Similarly, a three-dimensional array C(4,2,3) is stored like this:

 C(1,1,1) C(2,1,1) C(3,1,1) C(4,1,1) C(1,2,1) C(2,2,1) C(3,2,1) C(4,2,1) C(1,1,2) C(2,1,2) C(3,1,2) C(4,1,2) C(1,2,2) C(2,2,2) C(3,2,2) C(4,2,2) C(1,1,3) C(2,1,3) C(3,1,3) C(4,1,3) C(1,2,3) C(2,2,3) C(3,2,3) C(4,2,3)

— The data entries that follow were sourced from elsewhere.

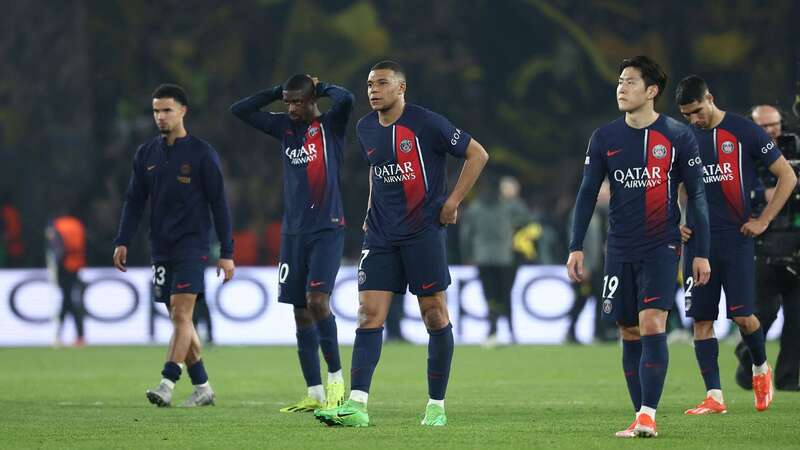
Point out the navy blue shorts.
[153,257,208,306]
[683,236,756,321]
[602,244,680,326]
[278,228,344,308]
[358,227,450,296]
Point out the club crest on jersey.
[722,141,733,155]
[653,144,667,159]
[400,139,411,153]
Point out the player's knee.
[294,306,314,330]
[733,314,761,334]
[306,292,331,320]
[693,320,714,341]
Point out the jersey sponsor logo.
[722,141,734,155]
[652,144,667,159]
[284,143,319,166]
[450,128,461,146]
[703,163,733,184]
[614,168,665,189]
[372,161,417,184]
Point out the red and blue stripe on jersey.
[569,115,709,262]
[687,113,781,238]
[357,104,471,242]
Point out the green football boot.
[324,381,344,409]
[314,400,369,427]
[281,397,325,412]
[422,405,447,427]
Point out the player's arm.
[230,85,283,139]
[315,81,356,134]
[203,151,234,283]
[439,138,489,225]
[113,147,148,272]
[678,132,711,286]
[567,131,606,283]
[740,155,797,237]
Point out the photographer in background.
[736,105,800,391]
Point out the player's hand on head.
[739,218,769,237]
[680,225,692,243]
[692,258,711,286]
[567,250,585,283]
[217,258,235,283]
[112,245,128,272]
[439,199,458,225]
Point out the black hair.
[675,75,708,106]
[283,73,315,97]
[369,59,406,78]
[618,55,667,103]
[153,83,189,106]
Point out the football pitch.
[0,344,800,450]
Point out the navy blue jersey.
[569,114,709,262]
[686,113,781,238]
[356,104,472,242]
[114,135,233,261]
[231,82,355,234]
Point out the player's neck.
[709,107,725,128]
[378,98,406,127]
[164,125,189,145]
[625,104,658,130]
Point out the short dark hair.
[283,73,314,97]
[675,75,708,106]
[369,59,406,79]
[617,55,667,103]
[153,83,189,106]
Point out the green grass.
[0,344,800,450]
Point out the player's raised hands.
[113,245,128,272]
[439,199,458,225]
[692,258,711,286]
[680,225,692,243]
[567,250,584,283]
[217,258,234,283]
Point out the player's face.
[153,98,186,136]
[283,91,314,123]
[679,94,714,129]
[367,69,406,111]
[617,67,658,112]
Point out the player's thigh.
[683,245,724,321]
[306,228,344,294]
[633,252,679,311]
[711,238,756,319]
[600,257,639,327]
[400,227,451,297]
[278,234,308,308]
[358,237,408,298]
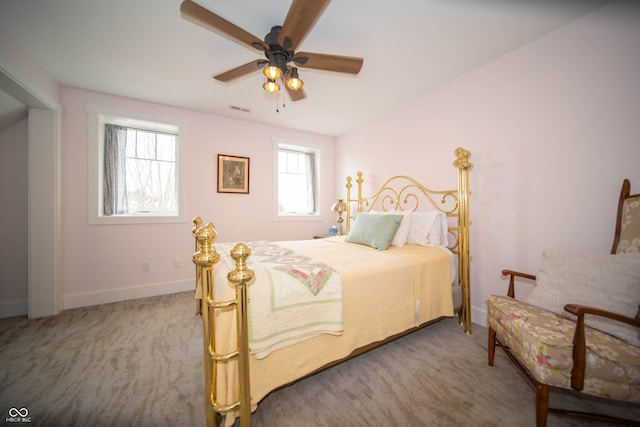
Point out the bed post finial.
[453,147,473,171]
[191,222,220,426]
[191,216,202,316]
[453,147,473,334]
[356,172,364,212]
[227,243,255,426]
[346,176,353,234]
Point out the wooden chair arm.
[502,270,536,298]
[564,304,640,391]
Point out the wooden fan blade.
[278,0,330,51]
[213,59,267,83]
[293,52,364,74]
[284,85,307,102]
[180,0,268,50]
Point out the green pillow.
[346,212,404,251]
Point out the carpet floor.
[0,292,640,427]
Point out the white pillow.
[407,211,449,246]
[525,249,640,346]
[368,210,412,248]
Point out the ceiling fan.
[180,0,364,101]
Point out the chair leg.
[536,383,549,427]
[487,326,496,366]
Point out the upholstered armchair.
[487,180,640,427]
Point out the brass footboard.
[192,221,254,427]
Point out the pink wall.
[0,119,28,305]
[337,2,640,323]
[61,88,336,296]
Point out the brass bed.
[192,148,472,426]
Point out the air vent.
[229,105,251,113]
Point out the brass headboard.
[345,148,473,334]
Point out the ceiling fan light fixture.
[262,65,282,80]
[262,55,282,80]
[286,67,303,90]
[262,79,280,93]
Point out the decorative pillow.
[407,211,449,246]
[368,210,412,248]
[525,249,640,346]
[345,212,404,250]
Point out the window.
[275,142,319,217]
[89,106,183,224]
[102,123,178,215]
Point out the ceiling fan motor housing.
[264,25,293,73]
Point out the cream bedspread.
[208,236,453,425]
[216,241,343,359]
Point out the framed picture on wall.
[218,154,249,194]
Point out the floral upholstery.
[616,196,640,254]
[487,296,640,403]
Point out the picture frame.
[218,154,249,194]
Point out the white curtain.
[305,153,316,213]
[102,124,129,215]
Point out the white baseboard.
[471,307,488,328]
[63,279,196,310]
[0,299,29,319]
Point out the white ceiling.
[0,0,610,136]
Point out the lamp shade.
[286,67,303,90]
[331,199,347,213]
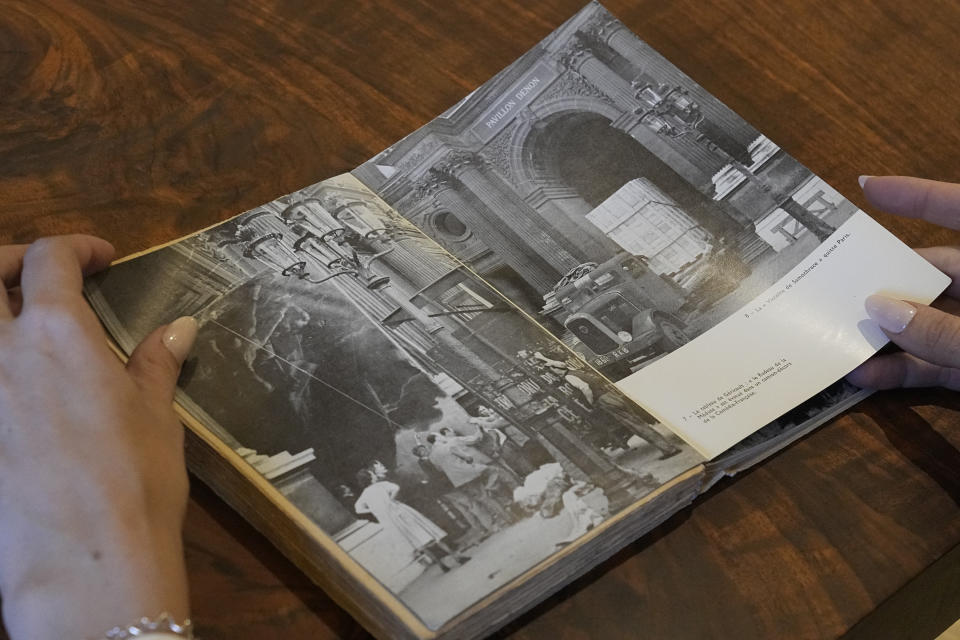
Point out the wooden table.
[0,0,960,640]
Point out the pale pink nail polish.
[864,295,917,333]
[163,316,197,363]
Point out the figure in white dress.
[354,469,469,571]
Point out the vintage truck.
[550,253,690,374]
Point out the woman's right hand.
[847,176,960,390]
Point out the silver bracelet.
[102,611,194,640]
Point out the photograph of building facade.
[353,4,855,379]
[87,174,702,625]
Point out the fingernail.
[163,316,197,364]
[864,296,917,333]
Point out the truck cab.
[554,254,689,373]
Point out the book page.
[618,212,950,458]
[86,174,704,629]
[353,3,936,460]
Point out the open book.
[87,4,948,638]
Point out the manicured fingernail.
[163,316,197,363]
[864,296,917,333]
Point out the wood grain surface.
[0,0,960,640]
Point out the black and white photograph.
[353,3,856,380]
[87,174,703,628]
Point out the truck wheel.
[657,318,690,351]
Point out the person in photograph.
[400,444,474,548]
[427,432,513,531]
[413,444,495,548]
[354,469,469,572]
[468,404,535,478]
[533,351,683,460]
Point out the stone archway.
[510,96,742,261]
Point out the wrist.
[2,525,189,640]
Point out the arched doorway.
[521,110,740,242]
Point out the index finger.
[861,176,960,229]
[20,235,114,309]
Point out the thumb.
[865,296,960,368]
[127,316,197,404]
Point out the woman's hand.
[847,176,960,389]
[0,236,196,640]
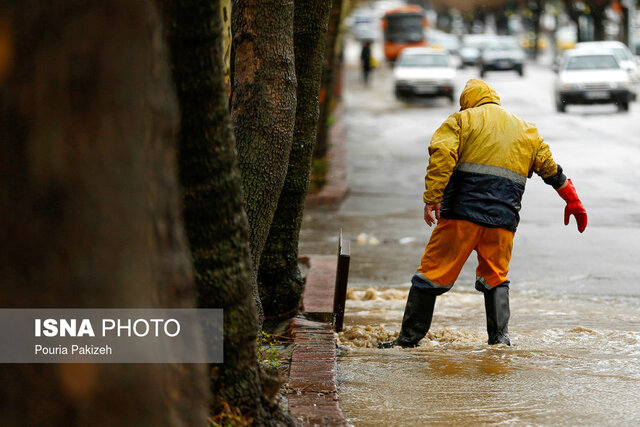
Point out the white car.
[576,40,640,99]
[478,37,525,77]
[555,48,633,113]
[393,47,456,102]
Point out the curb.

Unlike some other programming languages, FORTRAN 77 stores arrays in column-major form. That is to say, the left-most array index varies the most rapidly, followed by the next left-most array index, etc. Thus, the last index in an array varies the most slowly. Knowledge of how FORTRAN 77 stores arrays can lead to increased efficiency (and increased speed).

Example

Consider the following REAL array:

INTEGER   I,J,NCOL,NROW
PARAMETER(NCOL=4,NROW=2)
INTEGER   B(NROW,NCOL)

The nested DO loops

DO 20, J = 1,NCOL
DO 10, I = 1,NROW
B(I,J) = I + J
10    CONTINUE
20 CONTINUE

access the array in the following order:

1. B(1,1) = 1 + 1
2. B(2,1) = 2 + 1
3. B(1,2) = 1 + 2
4. B(2,2) = 2 + 2
5. B(1,3) = 1 + 3
6. B(2,3) = 2 + 3
7. B(1,4) = 1 + 4
8. B(2,4) = 2 + 4

Note that the order in which the array is accessed is exactly the same in which it is stored. This allows the compiler to generate simpler, more efficient machine code, which will run more quickly. However, if the loops are reversed

DO 10, I = 1,NROW
DO 20, J = 1,NCOL
B(I,J) = I + J
20    CONTINUE
10 CONTINUE

then the array is accessed in this order:

1. B(1,1) = 1 + 1
2. B(1,2) = 1 + 2
3. B(1,3) = 1 + 3
4. B(1,4) = 1 + 4
5. B(2,1) = 2 + 1
6. B(2,2) = 2 + 2
7. B(2,3) = 2 + 3
8. B(2,4) = 2 + 4

Accessing an array 'out of order' slows down the program because the compiler is forced to generate less-efficient machine code. Ordering loops carefully reduces processor overheads and lookup times.

General Considerations

• The number of subscripts in any array reference must match the array declaration.
• The subscript must always remain within the bounds declared.
• The subscript must be an INTEGER expression.
• An array element is undefined until it has a value assigned to it in some manner.
• An array may be accessed by its name only (without subscripts) in a few limited circumstances:
• in a type declaration if a DIMENSION statement is used to set the array bounds;
• in a DATA statement which initialises the entire array;
• in a READ or WRITE statement which reads in or writes out the entire array;
• as an actual argument in an external function reference or subroutine call;
• as a dummy argument in an external function or subroutine.